Second and unpleasantly so, civil society pressure on governance reform had been weakening from 2015 itself. Very early on, it was warned in these column spaces that a sanguine belief in the Sectoral Oversight Committee to ‘correct’ a deeply flawed CTA was naive. Now, we see the Tamil National Alliance (TNA) helplessly wringing its hands and bewailing that ‘consensus’ reached within that Committee had not been reflected in the Cabinet approved CTA. But its culpability in watching meekly as the pro-governance impetus stumbled and staggered with each and every compromise arrived at is clear.
For the same regressive elements in the old Rajapaksa regime were undermining the Sirisena-Wickremesinghe combo from day one itself. Crucially important factors were bypassed in ‘sunshiny’ equations of Colombo’s EU office dazzled by ‘yahapalanaya’ rhetoric. Warning signals issued by visiting UN Special Rapporters on Torture and the Independence of the Judiciary were disregarded. The bedazzlement was such that the fundamental condition of a consultatively public process in finalizing the draft CTA was not insisted on.
Classic example of ill-informed interventions
Added to this is the enormous culpability of the UN. Its performance is a lesson on how not to intervene in highly sensitive processes absent a proper understanding of local complexities.
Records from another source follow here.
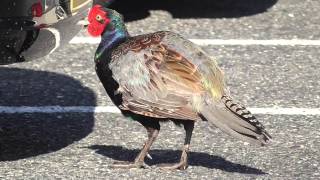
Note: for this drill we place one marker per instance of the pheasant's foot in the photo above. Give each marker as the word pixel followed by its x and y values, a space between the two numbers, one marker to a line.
pixel 128 165
pixel 174 166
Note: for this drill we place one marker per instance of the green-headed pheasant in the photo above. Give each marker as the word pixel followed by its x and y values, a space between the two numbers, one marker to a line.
pixel 162 76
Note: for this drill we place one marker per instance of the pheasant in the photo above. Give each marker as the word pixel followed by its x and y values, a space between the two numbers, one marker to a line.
pixel 162 76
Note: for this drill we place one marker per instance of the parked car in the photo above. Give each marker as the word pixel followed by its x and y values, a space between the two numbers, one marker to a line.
pixel 30 29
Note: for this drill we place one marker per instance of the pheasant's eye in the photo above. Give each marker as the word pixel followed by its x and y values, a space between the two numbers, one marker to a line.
pixel 99 18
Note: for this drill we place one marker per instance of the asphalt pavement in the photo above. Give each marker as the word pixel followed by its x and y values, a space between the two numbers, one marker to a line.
pixel 77 145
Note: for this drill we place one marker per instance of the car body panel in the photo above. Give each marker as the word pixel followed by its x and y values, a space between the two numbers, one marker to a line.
pixel 30 29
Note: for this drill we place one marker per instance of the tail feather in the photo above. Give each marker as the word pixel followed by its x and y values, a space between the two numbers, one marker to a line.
pixel 235 120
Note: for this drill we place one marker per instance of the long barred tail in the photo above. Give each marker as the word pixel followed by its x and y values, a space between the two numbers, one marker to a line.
pixel 235 120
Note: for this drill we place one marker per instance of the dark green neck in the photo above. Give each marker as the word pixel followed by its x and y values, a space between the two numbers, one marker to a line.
pixel 115 33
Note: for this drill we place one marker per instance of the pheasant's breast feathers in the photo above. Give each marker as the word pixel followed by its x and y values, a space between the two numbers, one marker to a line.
pixel 164 74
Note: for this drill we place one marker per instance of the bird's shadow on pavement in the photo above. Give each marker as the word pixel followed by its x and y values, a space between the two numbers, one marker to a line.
pixel 139 9
pixel 119 153
pixel 24 135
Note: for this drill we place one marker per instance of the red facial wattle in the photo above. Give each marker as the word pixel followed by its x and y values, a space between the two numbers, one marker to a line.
pixel 98 20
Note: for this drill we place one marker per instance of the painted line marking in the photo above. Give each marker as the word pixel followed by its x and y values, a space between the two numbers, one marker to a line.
pixel 231 42
pixel 114 109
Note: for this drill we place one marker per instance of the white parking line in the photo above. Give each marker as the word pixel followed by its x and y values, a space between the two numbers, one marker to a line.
pixel 113 109
pixel 242 42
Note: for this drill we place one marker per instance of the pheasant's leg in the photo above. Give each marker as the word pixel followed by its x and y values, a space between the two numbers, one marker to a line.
pixel 139 160
pixel 183 164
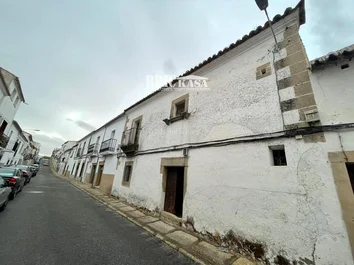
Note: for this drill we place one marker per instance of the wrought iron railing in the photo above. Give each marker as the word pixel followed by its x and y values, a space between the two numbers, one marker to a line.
pixel 108 145
pixel 78 153
pixel 4 140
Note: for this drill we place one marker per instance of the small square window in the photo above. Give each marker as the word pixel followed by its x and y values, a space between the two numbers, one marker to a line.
pixel 180 108
pixel 127 174
pixel 344 66
pixel 278 155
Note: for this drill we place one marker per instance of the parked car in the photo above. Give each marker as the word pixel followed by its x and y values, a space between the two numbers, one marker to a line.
pixel 34 170
pixel 5 192
pixel 27 173
pixel 14 179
Seemingly it was on the insistence of certain UN agencies that the draft on counter terror by the Law Commission of Sri Lanka was deemed insufficient for the purpose and discarded. This led to ‘hawks’ in the establishment capturing the process with the end result being this draft CTA, now to be foisted on the people for their manifest sins.
Indeed, the whole sorry process illustrates exactly how adherence to international treaties should not be negotiated between international agencies and a Government. Well intentioned interventionists rushing in ‘where angels fear to tread’, as the satirist Alexander Pope couched it in his inimitable style centuries ago, can make matters worse, not better.
Let this be categorically asserted. If enacted in its present form, the CTA raises grave possibilities of abuse under regimes-to-be or (even) under this Government if it wraps the garb of anti-democratic defensiveness around it. But this is not a reality that UN ‘experts’ or the EU will need to confront at any point. Instead its impact will be directly on people unfortunate enough to live here.
The draft CTA came about through a comedy of errors even as Sri Lankans who will potentially be most affected, watched fascinated, furious and powerless. Certainly that mistake must be corrected at least now before it results in irreversible harm.